Note 2. Earnings Per Common Share

    Basic earnings per share ("EPS") is computed based on the weighted average shares of common stock outstanding during the applicable periods while diluted EPS is computed based on the weighted average shares of common stock outstanding plus potentially dilutive securities outstanding during the applicable periods. Potentially dilutive securities include stock options which have been granted to employees and directors of the Company.

    For the three and nine months ended October 2, 1999 and September 26, 1998, there were no potentially dilutive securities. Options to purchase approximately 1,802,000 and 1,859,000 shares of the Company's Class A Common Stock (the "Common Stock"), respectively, were not included in the computation of diluted loss per share as their inclusion would have been anti-dilutive.

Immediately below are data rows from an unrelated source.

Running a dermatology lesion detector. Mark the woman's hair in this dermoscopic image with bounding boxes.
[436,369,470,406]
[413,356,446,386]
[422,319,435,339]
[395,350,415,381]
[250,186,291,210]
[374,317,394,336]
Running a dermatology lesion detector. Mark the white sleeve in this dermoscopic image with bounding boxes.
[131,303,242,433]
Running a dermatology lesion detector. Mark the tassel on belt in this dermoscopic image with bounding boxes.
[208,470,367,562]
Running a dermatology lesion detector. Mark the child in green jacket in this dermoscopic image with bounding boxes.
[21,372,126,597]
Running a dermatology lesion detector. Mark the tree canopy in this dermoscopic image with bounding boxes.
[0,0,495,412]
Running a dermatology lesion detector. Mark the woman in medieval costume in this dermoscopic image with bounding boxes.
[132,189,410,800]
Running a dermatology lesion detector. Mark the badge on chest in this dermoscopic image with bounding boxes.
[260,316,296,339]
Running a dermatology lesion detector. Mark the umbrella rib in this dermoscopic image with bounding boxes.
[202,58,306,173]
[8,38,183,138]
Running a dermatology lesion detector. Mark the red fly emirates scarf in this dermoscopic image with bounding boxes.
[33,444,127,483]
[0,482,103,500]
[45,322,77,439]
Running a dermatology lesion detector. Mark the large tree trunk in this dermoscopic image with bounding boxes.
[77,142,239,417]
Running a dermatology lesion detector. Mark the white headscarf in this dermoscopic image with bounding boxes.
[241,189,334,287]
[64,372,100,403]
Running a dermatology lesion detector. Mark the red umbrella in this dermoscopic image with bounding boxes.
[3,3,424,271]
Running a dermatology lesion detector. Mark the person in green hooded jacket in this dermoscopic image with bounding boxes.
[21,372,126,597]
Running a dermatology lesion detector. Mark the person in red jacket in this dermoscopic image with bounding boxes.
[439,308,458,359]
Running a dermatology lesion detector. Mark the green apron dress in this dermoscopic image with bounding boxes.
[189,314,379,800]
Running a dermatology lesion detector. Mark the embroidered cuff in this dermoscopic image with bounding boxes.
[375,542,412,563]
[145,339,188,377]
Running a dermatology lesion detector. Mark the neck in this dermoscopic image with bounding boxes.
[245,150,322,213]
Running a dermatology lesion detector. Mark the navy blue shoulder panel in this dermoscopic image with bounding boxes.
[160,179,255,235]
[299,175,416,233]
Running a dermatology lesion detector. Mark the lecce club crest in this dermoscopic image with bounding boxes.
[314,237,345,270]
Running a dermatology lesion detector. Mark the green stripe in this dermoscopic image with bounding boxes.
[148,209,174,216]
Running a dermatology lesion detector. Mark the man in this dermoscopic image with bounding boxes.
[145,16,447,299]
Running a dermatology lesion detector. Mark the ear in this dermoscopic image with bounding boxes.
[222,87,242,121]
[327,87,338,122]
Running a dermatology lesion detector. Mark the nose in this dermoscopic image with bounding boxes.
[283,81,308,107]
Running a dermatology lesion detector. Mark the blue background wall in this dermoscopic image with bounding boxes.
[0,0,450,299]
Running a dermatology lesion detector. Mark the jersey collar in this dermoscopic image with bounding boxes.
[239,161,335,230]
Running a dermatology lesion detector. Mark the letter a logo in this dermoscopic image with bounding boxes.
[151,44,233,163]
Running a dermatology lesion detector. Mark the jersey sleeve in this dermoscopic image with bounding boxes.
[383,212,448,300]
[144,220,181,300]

Note 3. Shareholders' Equity

    During the first nine months of 1999 and 1998, the Company repurchased approximately 567,000 and 804,000 shares, respectively, of its Common Stock in open market transactions at aggregate costs of approximately $4.8 million and $7.7 million, respectively. During third quarter 1998, the Board authorized a two million share open market repurchase program. At October 2, 1999, authorization to purchase approximately 227,000 shares remained under this program. The purchase of these shares was completed during October 1999. During the first nine months of 1998, an additional 456,500 shares of Common Stock were purchased at an aggregate cost of approximately $4.2 million under an option to purchase shares from a former officer of the Company.

    In October 1999, the Company's Board of Directors authorized the Company to purchase an additional one million shares of the Company's stock in open-market transactions.

Note 4. Business Segments

    The Company operates in two business segments: Membership and Retail. These reportable operating segments are strategic business units that offer different products and services and are managed separately based on fundamental differences in their operations. Both operating segments sell exclusively to customers in the U.S. A Corporate segment is also used to account for taxes, capital allocation, and certain other unallocated items. The segment financial information presented below is consistent with the basis and manner in which management evaluates results to assist in making internal operating decisions.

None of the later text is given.